In what follows, I’m going to assume that you ran all of the code in the first OkCupid presentation.
Here, I’m going to show you how to make predictions based on different models for different subsets of the data.
For instance, let’s imagine that you want to make predictions based on offspring for users who answered the offspring question. Next you want to make predictions based on job for users who are either students or retired and predictions based on income for all other users.

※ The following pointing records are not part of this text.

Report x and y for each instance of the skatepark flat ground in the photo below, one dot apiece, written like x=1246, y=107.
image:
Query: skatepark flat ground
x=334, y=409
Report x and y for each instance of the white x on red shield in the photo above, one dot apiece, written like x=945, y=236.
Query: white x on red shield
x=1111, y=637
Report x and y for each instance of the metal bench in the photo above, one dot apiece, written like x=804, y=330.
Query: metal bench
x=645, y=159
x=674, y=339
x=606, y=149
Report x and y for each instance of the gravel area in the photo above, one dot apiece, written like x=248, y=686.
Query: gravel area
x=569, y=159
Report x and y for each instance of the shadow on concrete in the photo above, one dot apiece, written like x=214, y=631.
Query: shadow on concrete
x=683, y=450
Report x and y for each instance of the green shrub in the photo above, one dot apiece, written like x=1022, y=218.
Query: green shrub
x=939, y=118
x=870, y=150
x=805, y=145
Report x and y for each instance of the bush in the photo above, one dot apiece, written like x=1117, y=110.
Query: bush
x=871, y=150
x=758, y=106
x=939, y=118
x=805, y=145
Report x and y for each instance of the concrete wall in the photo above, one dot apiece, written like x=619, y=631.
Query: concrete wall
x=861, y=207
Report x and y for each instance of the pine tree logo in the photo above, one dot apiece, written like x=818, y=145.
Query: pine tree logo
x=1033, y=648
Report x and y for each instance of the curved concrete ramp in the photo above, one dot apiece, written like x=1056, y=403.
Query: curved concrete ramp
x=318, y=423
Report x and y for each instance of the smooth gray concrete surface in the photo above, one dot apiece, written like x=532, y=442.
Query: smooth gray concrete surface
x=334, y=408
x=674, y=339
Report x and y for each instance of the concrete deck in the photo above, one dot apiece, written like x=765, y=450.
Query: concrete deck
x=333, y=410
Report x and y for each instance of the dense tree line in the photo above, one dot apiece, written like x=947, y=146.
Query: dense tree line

First, let’s make our offspring model
m_offspring <- lm(age~offspring, data=train)
summary(m_offspring)
##
## Call:
## lm(formula = age ~ offspring, data = train)
##
## Residuals:
## Min 1Q Median 3Q Max
## -30.248 -6.241 -1.241 4.845 76.120
##
## Coefficients:
## Estimate Std. Error
## (Intercept) 30.24116 0.14340
## offspringdoesn't have kids, and doesn't want any 2.28488 0.39611
## offspringdoesn't have kids, but might want them 0.56973 0.24682
## offspringdoesn't have kids, but wants them -0.08616 0.25687
## offspringdoesn't want kids 5.05769 0.27141
## offspringhas a kid 12.70280 0.32433
## offspringhas a kid, and might want more 6.01355 0.87260
## offspringhas a kid, and wants more 0.73181 1.46391
## offspringhas a kid, but doesn't want more 19.00711 0.74977
## offspringhas kids 18.04957 0.32279
## offspringhas kids, and might want more 7.46059 1.18250
## offspringhas kids, and wants more 2.29730 2.46200
## offspringhas kids, but doesn't want more 19.45148 0.60044
## offspringmight want kids 2.63927 0.93497
## offspringwants kids 0.65484 0.80549
## t value Pr(>|t|)
## (Intercept) 210.888 < 2e-16 ***
## offspringdoesn't have kids, and doesn't want any 5.768 8.20e-09 ***
## offspringdoesn't have kids, but might want them 2.308 0.02100 *
## offspringdoesn't have kids, but wants them -0.335 0.73732
## offspringdoesn't want kids 18.635 < 2e-16 ***
## offspringhas a kid 39.167 < 2e-16 ***
## offspringhas a kid, and might want more 6.892 5.79e-12 ***
## offspringhas a kid, and wants more 0.500 0.61715
## offspringhas a kid, but doesn't want more 25.351 < 2e-16 ***
## offspringhas kids 55.917 < 2e-16 ***
## offspringhas kids, and might want more 6.309 2.90e-10 ***
## offspringhas kids, and wants more 0.933 0.35078
## offspringhas kids, but doesn't want more 32.395 < 2e-16 ***
## offspringmight want kids 2.823 0.00477 **
## offspringwants kids 0.813 0.41625
## ---
## Signif. codes: 0 '***' 0.001 '**' 0.01 '*' 0.05 '.' 0.1 ' ' 1
##
## Residual standard error: 8.862 on 12207 degrees of freedom
## (17751 observations deleted due to missingness)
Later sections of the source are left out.